Self study questions

1.

Explain why DNA-binding proteins are central to genome expression.

2.

Describe how gel retardation can be used to study DNA-protein interactions. What are the limitations of this technique?

3.

Draw diagrams to illustrate the modification protection and modification interference techniques. Indicate the key differences and describe how these differences underlie the specific applications of the two techniques.

4.

Explain how affinity chromatography is used to purify a DNA-binding protein.

5.

Write short essays on (a) X-ray crystallography, and (b) nuclear magnetic resonance spectroscopy, emphasizing the use of these techniques in the study of DNA-binding proteins.

6.

Describe, with examples, how proteins that contain the helix-turn-helix motif bind to DNA. List, again with examples, the modified versions of the helix-turn-helix motif that are found in eukaryotic proteins.

7.

Using examples, distinguish between two or more types of zinc finger.

8.

Compare and contrast the structures used by proteins to bind to DNA and/or RNA molecules.

9.

What features of the double helix are important in determining the nature of the interaction between DNA and a binding protein?

10.

Describe the types of contact made between DNA and a binding protein. Why are many DNA-binding proteins dimeric?

11.

Distinguish between the three nuclear RNA polymerases of eukaryotes. How is the Escherichia coli RNA polymerase similar to or different from the eukaryotes enzymes?

12.

Define the term ‘promoter’. Draw annotated diagrams to illustrate the structures of the promoters for the three eukaryotic RNA polymerases and for the Escherichia coli enzyme.

13.

Explain the roles of the two components of the Escherichia coli promoter during initiation of transcription. Be sure to make clear the difference between the closed and open versions of the promoter-RNA polymerase complex.

14.

Write an essay on ‘Assembly of the RNA polymerase II initiation complex’. As part of your essay, compile a table giving the names of the main proteins or groups of proteins involved in assembly of this complex, along with a summary of the role of each one.

15.

What is the importance of the C-terminal domain of the largest subunit of RNA polymerase II?

16.

How does the TATA-binding protein provide a link between the initiation processes of all three eukaryotic RNA polymerases?

17.

Describe how promoter structure influences gene expression in Escherichia coli.

18.

Using examples, outline how the use of alternative σ subunits enables a bacterium to alter its pattern of genome expression.

19.

Draw a series of diagrams to show how initiation of transcription is regulated at the lactose and tryptophan operons of Escherichia coli. Indicate the key differences between these two control mechanisms.

20.

What is an activator? How do activators influence assembly of the RNA polymerase II initiation complex?

21.

Explain why the discovery of a mammalian mediator was looked upon as a critical breakthrough in understanding the control of transcription initiation.

22.

Describe our current knowledge of proteins that repress eukaryotic transcription initiation.

Problem-based learning

1.

The methods for locating the positions of protein binding sites described in Section 9.1.1 assume that these sites are located in the region upstream of a gene.
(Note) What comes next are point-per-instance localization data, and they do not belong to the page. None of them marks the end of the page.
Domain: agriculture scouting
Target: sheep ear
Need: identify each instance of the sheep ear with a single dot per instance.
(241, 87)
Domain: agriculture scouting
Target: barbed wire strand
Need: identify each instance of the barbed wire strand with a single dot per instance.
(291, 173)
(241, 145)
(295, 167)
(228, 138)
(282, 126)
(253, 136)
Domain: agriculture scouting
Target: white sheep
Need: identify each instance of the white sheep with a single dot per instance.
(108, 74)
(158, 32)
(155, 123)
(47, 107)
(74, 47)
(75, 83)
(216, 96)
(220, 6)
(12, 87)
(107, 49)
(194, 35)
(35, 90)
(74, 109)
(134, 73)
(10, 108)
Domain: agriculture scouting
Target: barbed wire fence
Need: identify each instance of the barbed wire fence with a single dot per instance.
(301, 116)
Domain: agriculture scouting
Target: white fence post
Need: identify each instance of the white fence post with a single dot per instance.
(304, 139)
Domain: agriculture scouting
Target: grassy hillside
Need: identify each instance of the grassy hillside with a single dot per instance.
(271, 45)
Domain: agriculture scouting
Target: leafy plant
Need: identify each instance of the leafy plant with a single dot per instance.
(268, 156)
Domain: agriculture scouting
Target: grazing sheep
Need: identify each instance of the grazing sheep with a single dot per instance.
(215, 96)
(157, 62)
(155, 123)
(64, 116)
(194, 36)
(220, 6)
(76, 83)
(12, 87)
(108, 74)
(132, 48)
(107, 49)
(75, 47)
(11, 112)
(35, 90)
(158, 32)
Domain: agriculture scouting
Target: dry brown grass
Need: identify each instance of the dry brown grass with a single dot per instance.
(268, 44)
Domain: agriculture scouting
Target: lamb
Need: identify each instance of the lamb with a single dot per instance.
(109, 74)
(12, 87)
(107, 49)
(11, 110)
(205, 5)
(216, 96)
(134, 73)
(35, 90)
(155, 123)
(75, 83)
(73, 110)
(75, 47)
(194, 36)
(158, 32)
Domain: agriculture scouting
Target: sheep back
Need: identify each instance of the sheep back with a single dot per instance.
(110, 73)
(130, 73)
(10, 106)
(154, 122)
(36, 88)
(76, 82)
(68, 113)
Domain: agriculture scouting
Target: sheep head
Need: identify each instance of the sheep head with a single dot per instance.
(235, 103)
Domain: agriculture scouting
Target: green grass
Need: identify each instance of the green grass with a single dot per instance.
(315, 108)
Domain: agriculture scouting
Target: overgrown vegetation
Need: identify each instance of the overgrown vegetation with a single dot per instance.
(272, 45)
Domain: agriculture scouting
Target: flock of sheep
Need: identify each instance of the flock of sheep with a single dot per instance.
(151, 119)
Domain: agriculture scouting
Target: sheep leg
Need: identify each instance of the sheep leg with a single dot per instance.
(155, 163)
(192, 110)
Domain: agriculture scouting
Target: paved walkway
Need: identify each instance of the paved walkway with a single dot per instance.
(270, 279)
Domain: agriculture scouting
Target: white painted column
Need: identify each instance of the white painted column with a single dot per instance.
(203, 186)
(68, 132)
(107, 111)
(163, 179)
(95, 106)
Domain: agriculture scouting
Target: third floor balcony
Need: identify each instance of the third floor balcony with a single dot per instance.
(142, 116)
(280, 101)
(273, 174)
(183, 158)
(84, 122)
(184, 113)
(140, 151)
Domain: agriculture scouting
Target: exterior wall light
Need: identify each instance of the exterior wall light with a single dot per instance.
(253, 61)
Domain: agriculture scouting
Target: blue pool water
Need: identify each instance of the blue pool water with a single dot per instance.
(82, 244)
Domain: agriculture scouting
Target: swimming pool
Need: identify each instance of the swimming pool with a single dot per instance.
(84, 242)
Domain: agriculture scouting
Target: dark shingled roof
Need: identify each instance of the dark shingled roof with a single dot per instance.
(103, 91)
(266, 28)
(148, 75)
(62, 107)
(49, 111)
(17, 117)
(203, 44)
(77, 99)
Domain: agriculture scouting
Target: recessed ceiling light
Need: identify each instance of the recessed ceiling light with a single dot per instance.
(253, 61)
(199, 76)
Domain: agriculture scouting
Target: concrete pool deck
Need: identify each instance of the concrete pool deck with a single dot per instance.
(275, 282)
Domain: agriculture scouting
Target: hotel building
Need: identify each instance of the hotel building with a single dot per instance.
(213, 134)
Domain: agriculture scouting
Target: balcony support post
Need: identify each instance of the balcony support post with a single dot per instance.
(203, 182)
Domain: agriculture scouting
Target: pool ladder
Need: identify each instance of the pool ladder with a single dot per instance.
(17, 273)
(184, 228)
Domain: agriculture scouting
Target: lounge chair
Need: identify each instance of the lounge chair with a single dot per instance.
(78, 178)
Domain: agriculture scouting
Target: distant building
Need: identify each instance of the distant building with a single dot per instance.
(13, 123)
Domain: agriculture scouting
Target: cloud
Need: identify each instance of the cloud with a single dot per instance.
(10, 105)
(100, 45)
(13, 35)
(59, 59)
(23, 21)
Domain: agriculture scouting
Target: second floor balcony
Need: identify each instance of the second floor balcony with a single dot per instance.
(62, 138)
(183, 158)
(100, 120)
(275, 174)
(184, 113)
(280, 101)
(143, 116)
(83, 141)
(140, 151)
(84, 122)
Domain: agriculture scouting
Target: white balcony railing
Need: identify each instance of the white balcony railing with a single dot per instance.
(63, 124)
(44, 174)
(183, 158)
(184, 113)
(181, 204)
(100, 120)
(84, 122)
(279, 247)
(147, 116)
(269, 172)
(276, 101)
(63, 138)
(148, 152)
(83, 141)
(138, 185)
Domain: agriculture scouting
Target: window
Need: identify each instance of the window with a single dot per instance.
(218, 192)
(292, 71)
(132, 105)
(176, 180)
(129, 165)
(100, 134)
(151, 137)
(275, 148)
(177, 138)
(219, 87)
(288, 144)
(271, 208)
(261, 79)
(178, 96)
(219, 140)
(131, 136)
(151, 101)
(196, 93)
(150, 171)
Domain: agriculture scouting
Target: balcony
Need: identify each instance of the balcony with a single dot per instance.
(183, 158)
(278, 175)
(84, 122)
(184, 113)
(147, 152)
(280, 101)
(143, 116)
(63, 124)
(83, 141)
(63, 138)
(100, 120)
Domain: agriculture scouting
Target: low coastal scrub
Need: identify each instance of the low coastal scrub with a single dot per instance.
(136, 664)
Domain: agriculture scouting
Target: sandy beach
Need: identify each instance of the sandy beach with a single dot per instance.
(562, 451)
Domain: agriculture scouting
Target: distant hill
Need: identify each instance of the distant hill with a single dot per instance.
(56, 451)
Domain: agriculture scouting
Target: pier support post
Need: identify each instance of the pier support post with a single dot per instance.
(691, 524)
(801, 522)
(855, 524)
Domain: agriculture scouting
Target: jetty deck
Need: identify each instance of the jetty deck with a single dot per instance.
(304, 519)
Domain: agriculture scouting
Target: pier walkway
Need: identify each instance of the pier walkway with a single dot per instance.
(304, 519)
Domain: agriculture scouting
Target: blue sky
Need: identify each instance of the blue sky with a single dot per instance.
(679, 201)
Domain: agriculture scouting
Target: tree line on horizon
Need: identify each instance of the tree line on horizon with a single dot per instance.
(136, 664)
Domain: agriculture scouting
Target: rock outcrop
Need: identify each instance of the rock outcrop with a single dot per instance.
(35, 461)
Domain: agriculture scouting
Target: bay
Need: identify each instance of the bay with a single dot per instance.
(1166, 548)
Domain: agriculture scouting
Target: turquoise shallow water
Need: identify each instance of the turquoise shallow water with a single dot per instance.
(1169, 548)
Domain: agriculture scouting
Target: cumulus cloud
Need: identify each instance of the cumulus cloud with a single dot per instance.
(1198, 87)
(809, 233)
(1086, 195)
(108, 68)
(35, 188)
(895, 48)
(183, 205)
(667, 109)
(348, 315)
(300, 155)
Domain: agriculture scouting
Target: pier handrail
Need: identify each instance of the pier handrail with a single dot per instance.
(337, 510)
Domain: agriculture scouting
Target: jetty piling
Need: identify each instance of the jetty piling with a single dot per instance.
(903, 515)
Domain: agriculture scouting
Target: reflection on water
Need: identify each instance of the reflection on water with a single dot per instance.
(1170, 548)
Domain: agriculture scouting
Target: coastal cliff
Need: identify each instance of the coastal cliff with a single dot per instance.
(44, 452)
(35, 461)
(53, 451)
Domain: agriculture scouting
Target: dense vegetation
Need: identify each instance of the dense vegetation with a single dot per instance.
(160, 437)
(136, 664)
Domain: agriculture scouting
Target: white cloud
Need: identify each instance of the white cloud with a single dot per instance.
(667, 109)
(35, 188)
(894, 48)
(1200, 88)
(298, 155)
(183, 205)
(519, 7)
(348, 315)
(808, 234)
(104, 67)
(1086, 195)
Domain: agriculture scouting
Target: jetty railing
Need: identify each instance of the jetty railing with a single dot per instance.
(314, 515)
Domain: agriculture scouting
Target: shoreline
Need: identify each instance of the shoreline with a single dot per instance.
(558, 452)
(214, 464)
Is this assumption justified?

2.

Use your knowledge of DNA chip and microarray technologies (Technical Note 5.1) to devise a method for identifying the attachment sites for a DNA-binding protein across the entire genome, as opposed to just within the region upstream of a single gene.

3.

Write a report that elaborates on, and extends, the discussion presented in Box 9.2 (page 252), concerning the possibility that the amino acid sequence of a recognition helix can be used to deduce the nucleotide sequence of the DNA-binding site for a protein that contains that helix.

4.

Construct a hypothesis to explain why eukaryotes have three RNA polymerases. Can your hypothesis be tested?

5.

A model for control of transcription of the lactose operon in Escherichia coli was first proposed by François Jacob and Jacques Monod in 1961 (Jacob F and Monod J [1961] Genetic regulatory mechanisms in the synthesis of proteins. J. Mol. Biol., 3, 318–356). Explain the extent to which their work, which was based almost entirely on genetic analysis, provided an accurate description of the molecular events that are now known to occur.

6.

To what extent is E. coli a good model for the regulation of transcription initiation in eukaryotes? Justify your opinion by providing specific examples of how extrapolations from E. coli have been helpful and/or unhelpful in the development of our understanding of equivalent events in eukaryotes.

7.

Assess the accuracy and usefulness of the module concept for the structure of an RNA polymerase II promoter.

Box Icon

Box 9.2

Can sequence specificity be predicted from the structure of a recognition helix? An intriguing question is whether the specificity of DNA binding can be understood in sufficient detail for the sequence of a protein's target site to be predicted from examination (more...)

References

  1. Bult CJ, White O, Olsen GJ. et al. Complete genome sequence of the methanogenic archaeon, Methanococcus jannaschii. Science. (1996);273:1058–1073. [PubMed: 8688087]
  2. Burian RM, Gayon J. The French school of genetics: from physiological and population genetics to regulatory molecular genetics. Ann. Rev. Genet. (1999);33:313–349. [PubMed: 10690411]
  3. Burley SK, Roeder RG. Biochemistry and structural biology of transcription factor IID (TFIID). Ann. Rev. Biochem. (1996);65:769–799. [PubMed: 8811195]
  4. Chasman DI, Flaherty KM, Sharp PA, Kornberg RD. Crystal structure of yeast TATA-binding protein and model for interaction with DNA. Proc. Natl Acad. Sci. USA. (1993);90:8174–8178. [PMC free article: PMC47311] [PubMed: 8367480]
  5. Choo Y, Klug A. Physical basis of a protein-DNA recognition code. Curr. Opin. Struct. Biol. (1997);7:117–125. [PubMed: 9032060]
  6. Clarke ND, Berg JM. Zinc fingers in Caenorhabditis elegans: finding families and probing pathways. Science. (1998);282:2018–2022. [PubMed: 9851917]
  7. Evans JNS (1995) Biomolecular NMR Spectroscopy. Oxford University Press, Oxford.
  8. Falvo JV, Thanos D, Maniatis T. Reversal of intrinsic DNA bends in the IFNb gene enhancer by transcription factors and the architectural protein HMG I(Y). Cell. (1995);83:1101–1111. [PubMed: 8548798]
  9. Fierro-Monti I, Mathews MB. Proteins binding to duplexed RNA; one motif, multiple functions. Trends Biochem. Sci. (2000);25:241–246. [PubMed: 10782096]
  10. Galas D, Schmitz A. DNase footprinting: a simple method for the detection of protein-DNA binding specificity. Nucleic Acids Res. (1978);5:3157–3170. [PMC free article: PMC342238] [PubMed: 212715]
  11. Gangloff YG, Romier C, Thuault S, Werten S, Davidson I. The histone fold is a key structural motif of transcription factor TFIID. Trends Biochem. Sci. (2001);26:250–257. [PubMed: 11295558]
  12. Garner MM, Revzin A. A gel electrophoretic method for quantifying the binding of proteins to specific DNA regions: application to components of the Escherichia coli lactose operon regulatory system. Nucleic Acids Res. (1981);9:3047–3060. [PMC free article: PMC327330] [PubMed: 6269071]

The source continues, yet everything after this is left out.